After fitting the Bayesian model to D01, a total of six synthetic myofibres, from a possible 19,533, were misclassified when compared to their ground-truth states. For simplicity, the Bayesian model single-myofibre classifications were characterised by their expected marginal posterior probabilities of being not-like-control. If the expected probability was above 50%, the myofibre was characterised as not-like-control and like-control otherwise. Fig L in S1 Appendix shows the 2Dmito plots of the synthetic data which contain the misclassifications.

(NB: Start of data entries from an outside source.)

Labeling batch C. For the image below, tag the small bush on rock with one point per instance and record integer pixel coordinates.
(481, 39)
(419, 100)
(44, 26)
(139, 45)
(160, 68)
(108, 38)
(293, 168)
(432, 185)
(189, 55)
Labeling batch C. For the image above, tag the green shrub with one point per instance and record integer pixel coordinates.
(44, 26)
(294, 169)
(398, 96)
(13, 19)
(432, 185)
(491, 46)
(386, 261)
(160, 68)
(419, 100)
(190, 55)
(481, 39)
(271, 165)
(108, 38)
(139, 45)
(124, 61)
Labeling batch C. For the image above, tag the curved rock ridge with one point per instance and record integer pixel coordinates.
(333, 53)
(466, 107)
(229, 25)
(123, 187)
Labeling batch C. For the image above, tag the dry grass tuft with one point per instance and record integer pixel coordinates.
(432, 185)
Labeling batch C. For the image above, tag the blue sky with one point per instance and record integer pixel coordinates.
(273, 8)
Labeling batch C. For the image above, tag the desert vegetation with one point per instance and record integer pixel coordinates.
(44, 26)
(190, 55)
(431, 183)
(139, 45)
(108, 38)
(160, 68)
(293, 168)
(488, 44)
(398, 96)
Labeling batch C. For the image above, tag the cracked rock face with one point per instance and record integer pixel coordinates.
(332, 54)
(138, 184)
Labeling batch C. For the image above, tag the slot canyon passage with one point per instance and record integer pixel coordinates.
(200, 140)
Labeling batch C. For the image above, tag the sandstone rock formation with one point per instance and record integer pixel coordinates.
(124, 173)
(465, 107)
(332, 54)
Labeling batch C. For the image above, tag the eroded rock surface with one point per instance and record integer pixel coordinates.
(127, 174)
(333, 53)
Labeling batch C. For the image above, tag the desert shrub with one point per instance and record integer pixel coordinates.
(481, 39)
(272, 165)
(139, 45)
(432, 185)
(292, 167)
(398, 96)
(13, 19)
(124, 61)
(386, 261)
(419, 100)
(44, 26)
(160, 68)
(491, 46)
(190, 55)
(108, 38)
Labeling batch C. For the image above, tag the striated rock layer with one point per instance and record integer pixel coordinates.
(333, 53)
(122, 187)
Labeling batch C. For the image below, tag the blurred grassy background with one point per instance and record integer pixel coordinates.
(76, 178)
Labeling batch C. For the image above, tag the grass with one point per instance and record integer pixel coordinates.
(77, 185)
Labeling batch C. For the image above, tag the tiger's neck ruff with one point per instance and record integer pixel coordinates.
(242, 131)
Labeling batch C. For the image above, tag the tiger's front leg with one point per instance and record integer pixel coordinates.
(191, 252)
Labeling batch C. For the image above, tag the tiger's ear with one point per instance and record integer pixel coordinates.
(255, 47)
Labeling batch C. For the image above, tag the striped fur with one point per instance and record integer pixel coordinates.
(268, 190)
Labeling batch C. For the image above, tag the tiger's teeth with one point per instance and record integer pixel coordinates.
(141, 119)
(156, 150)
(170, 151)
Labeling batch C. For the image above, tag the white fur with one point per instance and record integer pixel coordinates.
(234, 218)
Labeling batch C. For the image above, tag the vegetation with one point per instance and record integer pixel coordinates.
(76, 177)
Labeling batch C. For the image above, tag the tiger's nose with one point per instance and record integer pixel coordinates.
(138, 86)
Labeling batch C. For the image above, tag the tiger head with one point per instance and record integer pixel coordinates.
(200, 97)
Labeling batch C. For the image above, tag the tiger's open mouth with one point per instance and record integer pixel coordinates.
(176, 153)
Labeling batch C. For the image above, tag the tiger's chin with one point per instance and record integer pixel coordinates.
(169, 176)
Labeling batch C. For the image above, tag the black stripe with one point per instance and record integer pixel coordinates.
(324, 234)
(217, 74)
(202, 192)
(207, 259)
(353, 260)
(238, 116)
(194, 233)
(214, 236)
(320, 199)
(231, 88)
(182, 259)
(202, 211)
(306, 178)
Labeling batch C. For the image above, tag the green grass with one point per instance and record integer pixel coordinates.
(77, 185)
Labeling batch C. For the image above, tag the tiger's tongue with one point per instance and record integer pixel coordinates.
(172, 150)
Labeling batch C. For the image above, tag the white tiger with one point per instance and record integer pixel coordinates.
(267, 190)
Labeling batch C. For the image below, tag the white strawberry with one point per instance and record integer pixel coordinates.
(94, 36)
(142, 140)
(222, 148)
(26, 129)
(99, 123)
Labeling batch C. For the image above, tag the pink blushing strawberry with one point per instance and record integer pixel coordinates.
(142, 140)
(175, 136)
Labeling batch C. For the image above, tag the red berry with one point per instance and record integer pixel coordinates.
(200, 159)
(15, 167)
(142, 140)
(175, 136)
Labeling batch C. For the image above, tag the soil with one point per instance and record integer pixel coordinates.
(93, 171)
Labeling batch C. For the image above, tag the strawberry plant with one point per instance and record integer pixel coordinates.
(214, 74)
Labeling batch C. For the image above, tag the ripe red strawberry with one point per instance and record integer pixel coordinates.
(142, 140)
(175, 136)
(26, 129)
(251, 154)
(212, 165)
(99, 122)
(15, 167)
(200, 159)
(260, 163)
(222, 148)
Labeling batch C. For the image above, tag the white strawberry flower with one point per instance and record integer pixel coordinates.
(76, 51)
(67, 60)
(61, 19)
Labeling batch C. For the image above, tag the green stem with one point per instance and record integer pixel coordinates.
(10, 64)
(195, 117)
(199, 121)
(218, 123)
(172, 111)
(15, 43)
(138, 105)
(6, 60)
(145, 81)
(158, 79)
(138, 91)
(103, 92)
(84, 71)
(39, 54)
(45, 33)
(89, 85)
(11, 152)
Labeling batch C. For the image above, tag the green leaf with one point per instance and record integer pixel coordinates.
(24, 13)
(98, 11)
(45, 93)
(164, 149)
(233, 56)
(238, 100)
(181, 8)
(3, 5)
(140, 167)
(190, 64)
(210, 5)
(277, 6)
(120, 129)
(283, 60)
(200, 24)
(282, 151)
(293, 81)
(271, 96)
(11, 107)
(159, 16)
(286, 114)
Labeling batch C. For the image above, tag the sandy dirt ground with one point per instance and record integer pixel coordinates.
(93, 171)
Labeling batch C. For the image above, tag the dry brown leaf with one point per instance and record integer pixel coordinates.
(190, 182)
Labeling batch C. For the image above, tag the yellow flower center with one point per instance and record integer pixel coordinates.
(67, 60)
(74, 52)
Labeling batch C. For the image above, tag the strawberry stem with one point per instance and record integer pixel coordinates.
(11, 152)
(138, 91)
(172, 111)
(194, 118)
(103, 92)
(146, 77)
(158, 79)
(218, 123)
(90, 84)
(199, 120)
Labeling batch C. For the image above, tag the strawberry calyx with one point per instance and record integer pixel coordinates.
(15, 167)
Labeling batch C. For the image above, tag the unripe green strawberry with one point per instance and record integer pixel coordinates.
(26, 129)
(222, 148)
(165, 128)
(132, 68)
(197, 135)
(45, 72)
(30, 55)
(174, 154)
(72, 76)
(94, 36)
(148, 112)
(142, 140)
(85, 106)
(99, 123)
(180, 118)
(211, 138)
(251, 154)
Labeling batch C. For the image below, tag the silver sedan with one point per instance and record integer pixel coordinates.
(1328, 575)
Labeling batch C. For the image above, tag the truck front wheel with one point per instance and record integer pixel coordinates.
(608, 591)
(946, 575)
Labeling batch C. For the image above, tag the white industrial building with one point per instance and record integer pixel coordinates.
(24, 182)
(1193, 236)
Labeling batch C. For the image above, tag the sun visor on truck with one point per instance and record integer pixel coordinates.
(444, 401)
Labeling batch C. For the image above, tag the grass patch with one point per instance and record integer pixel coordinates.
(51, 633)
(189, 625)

Five of the six misclassified myofibres were false-negatives, being classified as like-control in contradiction to their ground-truth. For all five false-negative classifications, the single-myofibre OXPHOS protein abundances closely resemble that of the like-control myofibres. The one false-positive classification was for an unusually high protein abundance when compared to the rest of the data and it lay outside the 95% posterior predictive interval for like-control OXPHOS protein abundance. Synthetic myofibres showing abnormally high or low abundances are expected when randomly generating large numbers of synthetic data points and thus some misclassifications are to be expected.
The posterior 99% HDIs for π contain the ground-truth value for all patients and OXPHOS proteins, showing no evidence of a difference. The range of the expected posterior differences between the Bayesian hierarchical model proportion of not-like-control and ground-truth is [ - 0 . 07 , 0 . 03 ] . In contrast, the range of the differences between the frequentist model estimate of the not-like-control proportion and the ground-truth is [ - 0 . 006 , 0 . 868 ] . The posterior probability of observing the frequentist linear model estimates of not-like-control proportion or more extreme, given the Bayesian posterior, is less than 1% for 24 out of 33 estimates in D01. This suggests substantial differences between the classifications of the two models. The difference between the ground-truth not-like-control proportion and those learnt from the two models can be seen in Fig K in S1 Appendix.
For D02, the Bayesian model shows a better fit to the ground-truth than the frequentist linear model, with an expected error in not-like-control proportion between [ - 0 . 036 , 0 . 055 ] compared to [ - 0 . 042 , 0 . 881 ] under the frequentist model. Again, all ground-truth not-like-control proportions are found within the corresponding posterior 99% HDI, see Fig N in S1 Appendix. As with D01, the model results in some false-negative misclassifications for synthetic myofibres which have abnormally high OXPHOS abundances, see Fig O in S1 Appendix.
Finally, we examine the susceptibility of the Bayesian model to over-fitting by randomly splitting D01 into training and validation subsets, with an 80-20 split. The Bayesian hierarchical model parameters were inferred using only the training data, and the marginal posterior probability of being not-like-control was calculated for all synthetic single-myofibres. These posterior probabilities were compared to those found when inferring parameters on the whole dataset. No evidence of a difference between them was found, by checking that 0.0 lay within the posterior difference 99% HDI, underlining the predictive power of the model.
Discussion
The proportion of not-like-control myofibres can be an important tool for quantifying the pathological progression of disease over time in skeletal muscle, as well as the effect of disease treatments by comparing the proportions of not-like-control myofibres before and after treatment. Being able to robustly identify like-control (assumed to be healthy) and not-like-control (assumed to have some OXPHOS defect) myofibres within the same individual allows for their direct comparison and to learn about other differences associated with dysfunction.
We have proposed a Bayesian hierarchical model to classify single-myofibres as having mitochondrial dysfunction based on their OXPHOS protein abundance. The model accounts for inter-subject variability by implementing a hierarchical model, borrowing strength between control and patient subjects. In contrast, the frequentist linear model’s binary classifications, the Bayesian inference scheme infers a posterior probability of each patient myofibre being not-like-control, integrating over parameter uncertainty.
The Bayesian model has classifications in agreement with experts’ beliefs compared to the existing frequentist linear model. It has been shown to identify groups of like-control patient myofibres, which the frequentist model misclassified. Additionally, the posterior beliefs of the Bayesian model for both single-myofibre classifications and, consequently, not-like-control proportions show substantially higher agreement with expert manual classification. Allowing for a more robust classification pipeline, which does not rely on the more subjective manual classifications.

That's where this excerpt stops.